Families will grow, even as budgets may not. My two boys — who seem to go through growth spurts faster than they do batteries — are not yet eating us out of house and home. And I stress “yet.”
But I sense it’s coming.
I’m always on the lookout for an economical dinner option. Unfortunately, having inherited a double-dose of food pickiness, there are certain foods (far too many of them, I’m afraid) they disdain. At least my oldest eats greens and vegetables, whereas my middle child… eh, not so much.
A slab of meat is sometimes the only thing between my ravenous sons and starvation — or so they seem to think — so I keep my eyes peeled for a good deal on animal flesh whenever I’m shopping.
Which leads us to: Country-Style Pork Ribs. [Cue the triumphant fanfare.]
I bought almost 8 lbs. for $11.88 — or $1.53 per pound, to be exact. Way cheaper than ground beef.
And then I got scared. How in the blue blazes do I cook these things?

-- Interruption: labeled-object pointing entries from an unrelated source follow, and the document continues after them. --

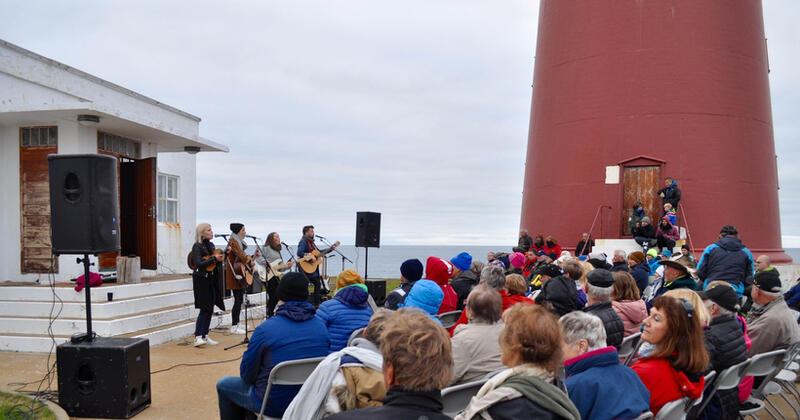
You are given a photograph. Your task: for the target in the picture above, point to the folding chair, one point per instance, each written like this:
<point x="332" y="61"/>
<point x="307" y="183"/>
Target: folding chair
<point x="456" y="398"/>
<point x="290" y="372"/>
<point x="767" y="365"/>
<point x="355" y="334"/>
<point x="449" y="319"/>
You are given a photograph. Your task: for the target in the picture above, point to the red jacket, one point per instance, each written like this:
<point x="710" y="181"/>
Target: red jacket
<point x="665" y="383"/>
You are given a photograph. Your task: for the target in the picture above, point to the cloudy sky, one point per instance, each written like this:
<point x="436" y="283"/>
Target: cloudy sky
<point x="416" y="109"/>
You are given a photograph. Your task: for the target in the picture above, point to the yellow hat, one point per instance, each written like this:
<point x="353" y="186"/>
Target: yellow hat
<point x="347" y="278"/>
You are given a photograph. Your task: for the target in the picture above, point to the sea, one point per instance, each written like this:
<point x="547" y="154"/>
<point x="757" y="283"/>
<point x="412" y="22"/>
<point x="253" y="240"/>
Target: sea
<point x="384" y="262"/>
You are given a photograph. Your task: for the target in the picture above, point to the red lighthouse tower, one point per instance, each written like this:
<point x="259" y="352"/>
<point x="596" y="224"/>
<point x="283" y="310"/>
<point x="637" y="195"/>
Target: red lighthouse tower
<point x="627" y="93"/>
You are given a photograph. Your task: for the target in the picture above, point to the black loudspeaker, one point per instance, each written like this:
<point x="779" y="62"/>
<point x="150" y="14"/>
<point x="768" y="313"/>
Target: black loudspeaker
<point x="377" y="288"/>
<point x="368" y="229"/>
<point x="106" y="377"/>
<point x="84" y="215"/>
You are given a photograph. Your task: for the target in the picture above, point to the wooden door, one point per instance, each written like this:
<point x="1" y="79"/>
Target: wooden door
<point x="640" y="183"/>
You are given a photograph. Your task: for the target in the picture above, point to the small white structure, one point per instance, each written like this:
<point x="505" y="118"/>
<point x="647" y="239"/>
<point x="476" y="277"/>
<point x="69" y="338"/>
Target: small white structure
<point x="48" y="107"/>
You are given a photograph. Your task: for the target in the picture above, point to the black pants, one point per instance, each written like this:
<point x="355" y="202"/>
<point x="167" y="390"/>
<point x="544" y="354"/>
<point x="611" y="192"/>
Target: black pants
<point x="238" y="299"/>
<point x="272" y="292"/>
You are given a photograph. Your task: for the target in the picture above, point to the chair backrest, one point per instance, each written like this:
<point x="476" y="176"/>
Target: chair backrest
<point x="290" y="372"/>
<point x="628" y="344"/>
<point x="449" y="318"/>
<point x="456" y="398"/>
<point x="355" y="334"/>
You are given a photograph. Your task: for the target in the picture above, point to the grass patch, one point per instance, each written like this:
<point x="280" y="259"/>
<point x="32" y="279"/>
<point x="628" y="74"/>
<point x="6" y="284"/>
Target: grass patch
<point x="20" y="406"/>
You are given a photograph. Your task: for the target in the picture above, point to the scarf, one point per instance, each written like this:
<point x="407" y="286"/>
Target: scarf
<point x="309" y="403"/>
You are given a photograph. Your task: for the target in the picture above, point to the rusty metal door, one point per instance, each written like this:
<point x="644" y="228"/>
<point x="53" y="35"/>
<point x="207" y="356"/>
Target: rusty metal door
<point x="640" y="183"/>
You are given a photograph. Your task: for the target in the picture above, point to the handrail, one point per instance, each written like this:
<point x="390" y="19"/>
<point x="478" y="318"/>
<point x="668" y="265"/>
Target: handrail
<point x="686" y="221"/>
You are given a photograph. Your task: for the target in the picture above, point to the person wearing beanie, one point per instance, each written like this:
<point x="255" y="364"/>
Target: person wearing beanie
<point x="293" y="333"/>
<point x="440" y="271"/>
<point x="410" y="271"/>
<point x="464" y="280"/>
<point x="427" y="296"/>
<point x="347" y="311"/>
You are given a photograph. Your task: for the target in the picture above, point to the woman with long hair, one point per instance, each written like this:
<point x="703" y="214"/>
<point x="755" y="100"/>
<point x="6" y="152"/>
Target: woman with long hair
<point x="206" y="282"/>
<point x="675" y="368"/>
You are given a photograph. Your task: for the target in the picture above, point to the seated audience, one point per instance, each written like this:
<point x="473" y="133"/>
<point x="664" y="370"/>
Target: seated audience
<point x="675" y="369"/>
<point x="463" y="278"/>
<point x="531" y="345"/>
<point x="347" y="379"/>
<point x="293" y="333"/>
<point x="347" y="311"/>
<point x="627" y="303"/>
<point x="599" y="286"/>
<point x="589" y="364"/>
<point x="410" y="272"/>
<point x="417" y="364"/>
<point x="476" y="350"/>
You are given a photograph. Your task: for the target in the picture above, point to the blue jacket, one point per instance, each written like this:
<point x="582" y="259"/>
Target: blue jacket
<point x="728" y="260"/>
<point x="641" y="273"/>
<point x="293" y="333"/>
<point x="588" y="386"/>
<point x="345" y="313"/>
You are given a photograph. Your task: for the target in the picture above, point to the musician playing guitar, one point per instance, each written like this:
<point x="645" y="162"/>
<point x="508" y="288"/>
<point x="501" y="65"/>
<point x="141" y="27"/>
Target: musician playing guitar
<point x="273" y="260"/>
<point x="306" y="247"/>
<point x="238" y="268"/>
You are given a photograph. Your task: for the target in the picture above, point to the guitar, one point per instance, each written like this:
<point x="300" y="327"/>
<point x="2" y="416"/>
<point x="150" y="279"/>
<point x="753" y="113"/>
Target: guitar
<point x="308" y="264"/>
<point x="211" y="266"/>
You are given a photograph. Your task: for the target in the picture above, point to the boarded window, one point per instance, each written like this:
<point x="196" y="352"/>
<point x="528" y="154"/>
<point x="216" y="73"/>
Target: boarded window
<point x="36" y="251"/>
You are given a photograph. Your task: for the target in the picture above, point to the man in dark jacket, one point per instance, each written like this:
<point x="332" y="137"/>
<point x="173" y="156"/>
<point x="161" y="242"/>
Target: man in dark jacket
<point x="464" y="280"/>
<point x="410" y="271"/>
<point x="599" y="286"/>
<point x="727" y="259"/>
<point x="417" y="364"/>
<point x="293" y="333"/>
<point x="670" y="193"/>
<point x="725" y="344"/>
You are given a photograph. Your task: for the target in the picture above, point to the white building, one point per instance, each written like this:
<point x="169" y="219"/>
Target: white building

I found some promising recipes for braised pork ribs with root vegetables, but we’d just finished similarly-prepared beef short ribs and I was not a fan. Lots of smother-them-in-BBQ-sauce recipes, too. Meh.
Then I found this at 100 Days of Real Food. The recipe uses pork shoulder, but I decided to gamble and try it with the ribs instead. I also used apple cider vinegar instead of red wine vinegar and nixed the honey altogether.
The result was flavorful, fork-tender pork. Gobs of it. My 7.75 pounds of pork ribs yielded about 4.5 pounds of pulled pork. (Our favorite BBQ joint charges $12/pound for their pulled pork.)
Easy, budget-friendly and delicious. Woo pig sooie, count me in!
Coming tomorrow: the recipe for Martha Hassell’s Baked Beans — the perfect complement to Pulled Pork.
- 7 lbs country-style pork ribs
- 1/4 cup paprika
- 3 tablespoons salt
- 1 tablespoon pepper
- 1 1/2 teaspoons cayenne pepper
- 1 1/2 teaspoons garlic powder
- 1 teaspoon dried thyme
- 1/2 cup apple cider vinegar
- Stir together all the spices until well-combined.
- Trim the excess fat from the ribs. Place the ribs into the well of a slow cooker.
- Sprinkle the trimmed pork ribs with the spice mixture, turning to coat all sides. Pour apple cider vinegar over the ribs.
- Put the lid on your slow cooker and cook on low for 8-10 hours, until the ribs are fork-tender.
- Remove the pork and pour the cooking liquid into a fat separator (or skim the fat by hand). Reserve the liquid.
- Shred the pork with forks or fingers, removing any bones (if you didn't buy boneless ribs).
- Pour some of the reserved liquid over the shredded meat to keep it moist and flavorful. The actual quantity is "to taste," but I used about 1-2 cups of liquid. (You may wish to refrigerate any extra liquid for warming up leftovers later.)
- Serve shredded pork on rolls with BBQ sauce and slaw.
- You can use either boneless or bone-in country-style pork ribs. Boneless is slightly more convenient but may be slightly more expensive. Picking the bones from bone-in ribs is not difficult, but you may wish to shred the pork by hand (instead of by fork) to make sure you don't leave any bones behind.